I'm reading about stopping times in this note, i.e.,
Let $(\Omega, \mathcal{F}, P)$ be a probability space, and $\mathcal{F}_{\bullet}=\left(\mathcal{F}_t \subseteq \mathcal{F}: t \in T\right)$ be a filtration on this probability space for an ordered index set $T \subseteq \mathbb{R}$ considered as time.
Lemma 1.11. Let $\tau, \tau_1, \tau_2$ be stopping times adapted to a filtration $\mathcal{F}_{\bullet}$. If $\tau_1 \leqslant \tau_2$ almost surely, then $\mathcal{F}_{\tau_1} \subseteq \mathcal{F}_{\tau_2}$.

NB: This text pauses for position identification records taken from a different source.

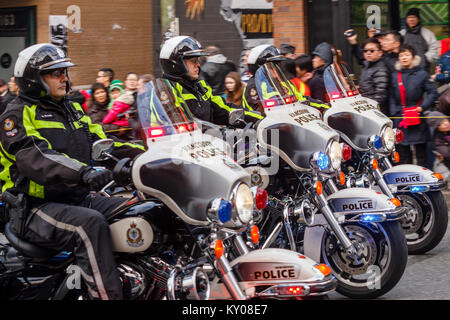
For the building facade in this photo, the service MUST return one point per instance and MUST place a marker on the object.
(115, 34)
(127, 35)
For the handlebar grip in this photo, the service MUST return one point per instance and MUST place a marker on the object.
(11, 199)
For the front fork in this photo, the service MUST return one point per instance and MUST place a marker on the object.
(226, 271)
(332, 221)
(379, 178)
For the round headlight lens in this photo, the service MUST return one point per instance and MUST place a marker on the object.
(389, 138)
(244, 203)
(335, 154)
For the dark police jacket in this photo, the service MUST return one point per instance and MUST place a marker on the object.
(45, 148)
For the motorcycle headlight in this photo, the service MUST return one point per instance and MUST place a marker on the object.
(243, 202)
(335, 155)
(388, 136)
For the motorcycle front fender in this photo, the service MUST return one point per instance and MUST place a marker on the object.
(274, 270)
(405, 176)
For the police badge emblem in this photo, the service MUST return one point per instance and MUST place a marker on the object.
(134, 236)
(9, 127)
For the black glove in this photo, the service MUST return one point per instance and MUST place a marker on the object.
(96, 179)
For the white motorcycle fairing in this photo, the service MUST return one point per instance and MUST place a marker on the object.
(187, 171)
(351, 204)
(262, 273)
(356, 119)
(300, 132)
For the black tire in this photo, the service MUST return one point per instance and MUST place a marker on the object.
(432, 224)
(384, 234)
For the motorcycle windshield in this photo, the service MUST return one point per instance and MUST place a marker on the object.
(338, 82)
(161, 111)
(273, 88)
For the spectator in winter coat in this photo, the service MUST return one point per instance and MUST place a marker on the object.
(322, 58)
(440, 132)
(288, 67)
(98, 105)
(374, 80)
(443, 69)
(243, 67)
(287, 50)
(105, 76)
(420, 38)
(233, 88)
(215, 70)
(390, 44)
(304, 70)
(357, 51)
(115, 121)
(116, 89)
(419, 93)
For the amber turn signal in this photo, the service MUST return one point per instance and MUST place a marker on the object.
(218, 249)
(395, 201)
(326, 270)
(254, 232)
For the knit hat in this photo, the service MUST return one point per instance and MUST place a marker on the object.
(413, 12)
(379, 32)
(286, 48)
(323, 50)
(435, 119)
(116, 84)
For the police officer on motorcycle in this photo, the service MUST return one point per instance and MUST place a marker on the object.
(257, 57)
(179, 59)
(46, 143)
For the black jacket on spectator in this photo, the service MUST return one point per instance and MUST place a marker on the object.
(390, 59)
(214, 72)
(374, 83)
(316, 83)
(418, 85)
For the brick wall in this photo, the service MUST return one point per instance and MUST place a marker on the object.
(116, 34)
(290, 24)
(42, 13)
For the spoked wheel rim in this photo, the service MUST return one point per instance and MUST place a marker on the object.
(372, 261)
(419, 217)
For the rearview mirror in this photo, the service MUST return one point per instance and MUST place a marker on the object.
(99, 147)
(236, 116)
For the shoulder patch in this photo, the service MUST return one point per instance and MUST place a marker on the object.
(10, 126)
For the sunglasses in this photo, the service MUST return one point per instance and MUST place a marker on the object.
(56, 73)
(194, 60)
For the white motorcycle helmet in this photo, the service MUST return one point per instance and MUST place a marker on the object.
(175, 50)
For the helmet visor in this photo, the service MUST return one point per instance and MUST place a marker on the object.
(161, 111)
(62, 63)
(194, 53)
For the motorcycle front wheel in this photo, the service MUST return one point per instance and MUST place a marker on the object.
(378, 265)
(425, 221)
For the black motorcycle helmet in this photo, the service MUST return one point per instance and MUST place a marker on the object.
(30, 65)
(262, 54)
(175, 50)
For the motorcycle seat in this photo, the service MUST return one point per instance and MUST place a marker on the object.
(26, 248)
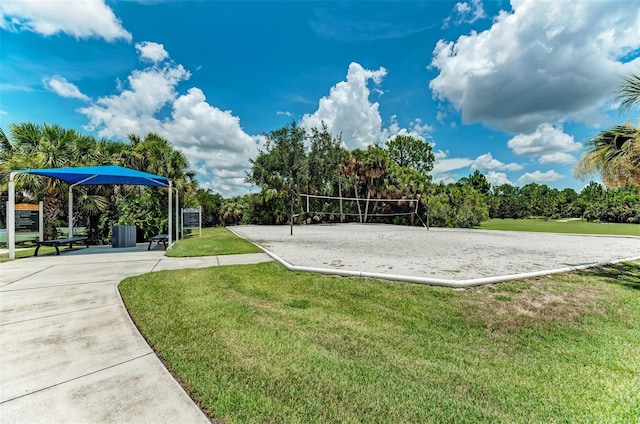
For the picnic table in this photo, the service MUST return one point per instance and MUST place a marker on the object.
(160, 238)
(63, 241)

Proof. Recall, that for any $t \geqslant 0$, we have $\{\tau \leqslant t\} \in \mathcal{F}_t$. From the hypothesis $\tau_1 \leqslant \tau_2$ a.s., we get $\left\{\tau_2 \leqslant t\right\} \subseteq\left\{\tau_1 \leqslant t\right\}$ a.s., where both events belong to $\mathcal{F}_t$ since they are stopping times. The result follows since for any $A \in \mathcal{F}_{\tau_1}$ and $t \in T$, we can write $A \cap\left\{\tau_2 \leqslant t\right\}=A \cap\left\{\tau_1 \leqslant t\right\} \cap\left\{\tau_2 \leqslant t\right\} \in \mathcal{F}_t$.
My understanding The inclusion $\left\{\tau_2 \leqslant t\right\} \subseteq\left\{\tau_1 \leqslant t\right\}$ holds almost surely, i.e., it may not hold on a $P$-null set.
Could you explain how the author obtains the surely inclusion $A \cap\left\{\tau_2 \leqslant t\right\}=A \cap\left\{\tau_1 \leqslant t\right\} \cap\left\{\tau_2 \leqslant t\right\}$?
If $\tau _1\leqslant \tau _2$ then $$ \tau _2\leqslant t\implies \tau _1\leqslant t\\[1em] \therefore\quad \{\tau _2\leqslant t\}=\{\tau _1\leqslant \tau _2\leqslant t\}=\{\tau _1\leqslant t\,\land\, \tau _2\leqslant t\}=\{\tau _1\leqslant t\}\cap \{\tau _2\leqslant t\} $$
If $\tau _1\leqslant \tau _2$ a.s. then a similar reasoning show that $$ \{\tau _2\leqslant t\}=\{\tau _1\leqslant t\}\cap \{\tau _2\leqslant t\}\;\text{ a.s.} $$ That is, the above equality becomes an almost sure equality.